What Is Depression?

While periods of sadness are an expected part of the human experience, depression is something more. When depressed, you may experience prolonged sadness and feelings of emptiness, hopelessness, or helplessness. Activities you previously enjoyed may no longer be interesting to you.

Depression can be a lonely, sometimes desperate, existence. It can make you want to hide from responsibilities that once felt simple. It can feel overwhelming. It can make you want to give up. The fogginess and inability to make decisions that often come with depression can make concentrating or completing simple tasks especially difficult. You may find yourself self-medicating with food, alcohol, drugs, or sleep to numb yourself or avoid emotional pain.

The suffering experienced when depressed can feel like psychological quicksand: you sink deeper even as you try your best to get unstuck. A mind that won’t let go of stories from the past – about how things have gone wrong and will continue to go wrong – is not your friend. Fortunately, there are effective treatments for depression that can help you re-orient away from suffering and toward what matters most to you in life.

You Are Not Alone

Depression has been referred to as the “common cold” of mental health concerns. In any given week, as many as 1 of 10 adults struggle with depression and up to 20% of the general population will contend with depression at some point in their lifetime.

Depression is caused by the combined effect of social, psychological, genetic, and biological factors. An episode of depression can be triggered by a major life change, a traumatic experience, or a sudden life transition. Sometimes an episode of depression has no obvious cause.
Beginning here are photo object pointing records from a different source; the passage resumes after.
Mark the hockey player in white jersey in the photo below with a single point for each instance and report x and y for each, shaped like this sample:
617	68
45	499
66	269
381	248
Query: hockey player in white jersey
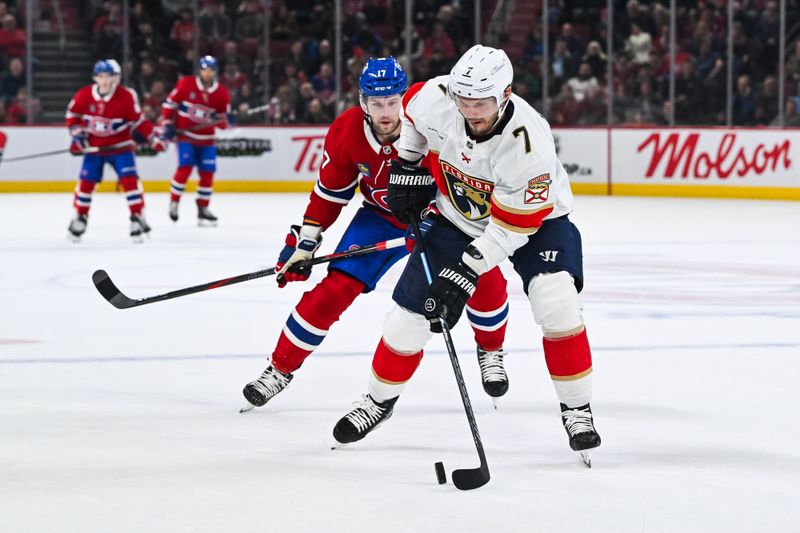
502	193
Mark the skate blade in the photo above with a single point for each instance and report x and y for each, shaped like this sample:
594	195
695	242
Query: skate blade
586	457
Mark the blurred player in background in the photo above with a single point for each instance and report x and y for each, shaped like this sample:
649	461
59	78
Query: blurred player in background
103	119
193	110
358	147
502	194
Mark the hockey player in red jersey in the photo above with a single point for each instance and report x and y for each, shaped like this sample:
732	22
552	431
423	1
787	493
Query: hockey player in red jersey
102	119
193	110
358	147
502	194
The experience of depression can vary widely from person to person. You may experience an ongoing sense of sadness, dissatisfaction or discontentment with your life. Or, you may shutdown or become overwhelmed by your day-to-day responsibilities. There can be sadness or a loss of interest. Guilt or feelings of worthlessness may become more significant. Irritability may be increased. Sleep can become disrupted. Energy may be decreased. Fatigue can become more pronounced. Concentrating may be more challenging and your appetite can change. Your mind may generate thoughts of death or suicide.

Treatment for Depression

As you struggle against the quicksand of depression, you continue to suffer and are robbed of joy and contentment. Depression is very treatable. Psychotherapy for depression can help you stop fighting a war against your thoughts and emotions and empower you to live a valued, fulfilled life. Working with a skilled, experienced psychologist, therapist, or counselor is important. Many people notice improvement after several (or fewer) months of psychotherapy.

As an experienced psychologist with expertise treating depression, we can work together in a safe, accepting space in pursuit of long-term change in your relationship with uncomfortable thoughts and feelings. We will work together to uncover ways in which you can live a meaningful and productive life. We will work together to move you in life directions about which you deeply care. We will work together to help you more consistently focus on what you want your life to be about and what really matters.

By applying various evidence-based interventions – to include Cognitive Therapy, Behavioral Activation, ACT (Acceptance and Commitment Therapy), and mindfulness techniques – we will tailor your treatment to your needs and goals. Doing so will help us discover what you value most and enhance your commitment to living a vital, meaningful life.